Prior to the introduction and dissemination of robot-assisted radical prostatectomy (RARP), population-based studies comparing open radical prostatectomy (ORP) and minimally invasive radical prostatectomy (MIRP) found no clinically significant difference in perioperative complication rates.

Objective

Assess the rate of RARP utilization and reexamine the difference in perioperative complication rates between RARP and ORP in light of RARP's supplanting laparoscopic radical prostatectomy (LRP) as the most common MIRP technique.

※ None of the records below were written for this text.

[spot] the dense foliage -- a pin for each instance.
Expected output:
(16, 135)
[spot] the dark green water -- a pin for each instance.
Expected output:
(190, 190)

Design, setting, and participants

As of October 2008, a robot-assisted modifier was introduced to denote robot-assisted procedures. Relying on the Nationwide Inpatient Sample between October 2008 and December 2009, patients treated with radical prostatectomy (RP) were identified. The robot-assisted modifier (17.4x) was used to identify RARP (n = 11 889). Patients with the minimally invasive modifier code (54.21) without the robot-assisted modifier were classified as having undergone LRP and were removed from further analyses. The remainder were classified as ORP patients (n = 7389).

Intervention

All patients underwent RARP or ORP.

Measurements

We compared the rates of blood transfusions, intraoperative and postoperative complications, prolonged length of stay (pLOS), and in-hospital mortality. Multivariable logistic regression analyses of propensity score-matched populations, fitted with general estimation equations for clustering among hospitals, further adjusted for confounding factors.

Results and limitations

Of 19 462 RPs, 61.1%were RARPs, 38.0%were ORPs, and 0.9%were LRPs. In multivariable analyses of propensity score-matched populations, patients undergoing RARP were less likely to receive a blood transfusion (odds ratio [OR]: 0.34; 95%confidence interval [CI], 0.28-0.40), to experience an intraoperative complication (OR: 0.47; 95%CI, 0.31-0.71) or a postoperative complication (OR: 0.86; 95%CI, 0.77-0.96), and to experience a pLOS (OR: 0.28; 95%CI, 0.26-0.30). Limitations of this study include lack of adjustment for tumor characteristics, surgeon volume, learning curve effect, and longitudinal follow-up.

Conclusions

RARP has supplanted ORP as the most common surgical approach for RP. Moreover, we demonstrate superior adjusted perioperative outcomes after RARP in virtually all examined outcomes.